BLOCK: Our Pentagon reporter, Tom Bowman, ran your critique by General David Petraeus today, the commanding general in Iraq. And General Petraeus agreed that yes, there were things that could have been done better but that the military has done an enormous amount, he says, to adapt now to the situation in Iraq. I want to play you some of what he had to say.

General DAVID PETRAEUS (U.S. Commander in Iraq): I think that to be fair, there have been extraordinary changes made and I think that we had shown that our Army and our Marine Corps and the other services that they are learning organizations. And I'd like to think that some of us in senior billets have learned along the way as well.

BLOCK: Colonel Yingling, what do you make of that?

Lt. Col. YINGLING: The armed forces are trying to get better at counterinsurgency. But to measure effectiveness, we will know we're succeeding when Iraqi civilians become safer.

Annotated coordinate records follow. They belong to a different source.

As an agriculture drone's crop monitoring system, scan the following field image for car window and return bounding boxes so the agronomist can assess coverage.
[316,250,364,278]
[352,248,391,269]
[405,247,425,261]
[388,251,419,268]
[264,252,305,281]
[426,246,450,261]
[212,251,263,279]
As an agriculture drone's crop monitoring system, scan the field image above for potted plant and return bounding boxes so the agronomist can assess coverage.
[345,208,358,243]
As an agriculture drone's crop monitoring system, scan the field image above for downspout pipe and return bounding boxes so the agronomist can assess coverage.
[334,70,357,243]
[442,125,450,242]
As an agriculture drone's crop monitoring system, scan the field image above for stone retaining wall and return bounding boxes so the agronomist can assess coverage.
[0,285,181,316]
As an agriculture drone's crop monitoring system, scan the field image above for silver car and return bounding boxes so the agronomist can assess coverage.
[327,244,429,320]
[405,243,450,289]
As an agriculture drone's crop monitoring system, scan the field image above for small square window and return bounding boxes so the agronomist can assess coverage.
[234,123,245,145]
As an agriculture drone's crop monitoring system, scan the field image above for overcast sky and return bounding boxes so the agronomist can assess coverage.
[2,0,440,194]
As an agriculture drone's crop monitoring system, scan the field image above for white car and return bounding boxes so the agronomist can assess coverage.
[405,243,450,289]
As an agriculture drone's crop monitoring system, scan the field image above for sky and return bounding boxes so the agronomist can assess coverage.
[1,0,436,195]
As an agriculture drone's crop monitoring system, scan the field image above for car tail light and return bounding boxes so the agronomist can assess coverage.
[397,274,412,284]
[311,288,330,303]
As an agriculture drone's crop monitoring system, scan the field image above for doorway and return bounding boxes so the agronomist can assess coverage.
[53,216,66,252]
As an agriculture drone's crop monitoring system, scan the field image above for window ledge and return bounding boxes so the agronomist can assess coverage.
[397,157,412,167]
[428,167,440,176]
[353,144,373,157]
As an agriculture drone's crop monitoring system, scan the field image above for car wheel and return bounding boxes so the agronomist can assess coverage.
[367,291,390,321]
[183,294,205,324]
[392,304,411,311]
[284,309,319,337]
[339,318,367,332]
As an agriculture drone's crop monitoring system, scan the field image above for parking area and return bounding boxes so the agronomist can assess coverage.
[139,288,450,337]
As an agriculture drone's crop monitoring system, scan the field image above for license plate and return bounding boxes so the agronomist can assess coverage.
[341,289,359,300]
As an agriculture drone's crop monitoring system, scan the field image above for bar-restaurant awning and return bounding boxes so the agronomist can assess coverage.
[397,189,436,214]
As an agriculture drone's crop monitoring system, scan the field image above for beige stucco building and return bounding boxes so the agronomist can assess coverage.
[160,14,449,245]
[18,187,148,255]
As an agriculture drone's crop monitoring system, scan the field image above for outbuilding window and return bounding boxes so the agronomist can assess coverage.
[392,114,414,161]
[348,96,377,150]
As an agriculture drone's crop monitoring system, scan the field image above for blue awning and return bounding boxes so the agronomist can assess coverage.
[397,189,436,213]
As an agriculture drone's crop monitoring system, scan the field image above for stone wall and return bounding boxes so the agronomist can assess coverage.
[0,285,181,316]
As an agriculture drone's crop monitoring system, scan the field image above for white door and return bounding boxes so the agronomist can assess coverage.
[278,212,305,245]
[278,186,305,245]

Until that happens, we can't describe our efforts as successful.

BLOCK: Which generals - which officers would you include in this critique of - contributing to what you call a debacle in Iraq?

Lt. Col. YINGLING: My critique is not of individual performances but of the entire system that produces our senior leaders. The failures in Iraq - the common - for Vietnam as well - occurred independently of any one leader. These failures have occurred over the course of a generation. So it's neither effective nor helpful to isolate individual leaders. The system is failing our country.

BLOCK: I take your point, but would you include basically all the generals there, assuming that they all would have had the same responsibility to be accountable, to be - to make their feelings known?

Lt. Col. YINGLING: A general officer's responsibility, indeed, any officer's responsibility is to perceive conditions of future combat, to describe the resources required to win and to be candid to civilian authorities about those requirements. If a general officer can point to having performed those tasks over the last three or four or seven years, I would happily exclude him from my critique.

BLOCK: Can you point to anyone who would fit into that category?

Lt. Col. YINGLING: I think, General Shinseki when he said in the - appearing before Congress - that several hundred thousand soldiers would be required to stabilize postwar Iraq, gave an accurate assessment.

BLOCK: You're talking about General Eric Shinseki, the former Army chief of staff.

Lt. Col. YINGLING: Yes.

BLOCK: Colonel Yingling, leaving aside the failures of the past, what would you say the proper conduct of the war in Iraq now should be? Would you say, for example, that more troops are needed and maybe a different strategy?

Lt. Col. YINGLING: Again, I think our counterinsurgency theory and doctrine are very sound. That doctrine holds that it will take several hundred thousand soldiers, at least, 10 years to provide the security conditions that will contribute to the achievement of our policy aims.

BLOCK: What, sort of, reaction have you gotten there at Fort Hood since your article was published?

Lt. Col. YINGLING: I've received more than a hundred e-mails mostly from majors, lieutenant colonels, captains - overwhelmingly favorable.

BLOCK: Were there any dissenting voices you've heard from?

Lt. Col. YINGLING: Actually, there was only one. A fellow lieutenant colonel who said that I was not holding myself to the same high standards that I would hold our general officers to. I think that's a fair criticism. I should not be immune from this critique. I am part of the Army. I love the Army. It's my institution. And I feel I have an obligation to help change it in ways that are beneficial to our security.

BLOCK: Well, Colonel Yingling, thanks for talking with us today.

Lt. Col. YINGLING: Okay. Thank you very much.

BLOCK: That's Lieutenant Colonel Paul Yingling. He's deputy commander of the 3rd Armored Calvary Regiment at Fort Hood. His article, "A Failure in Generalship," was published today in Armed Forces Journal.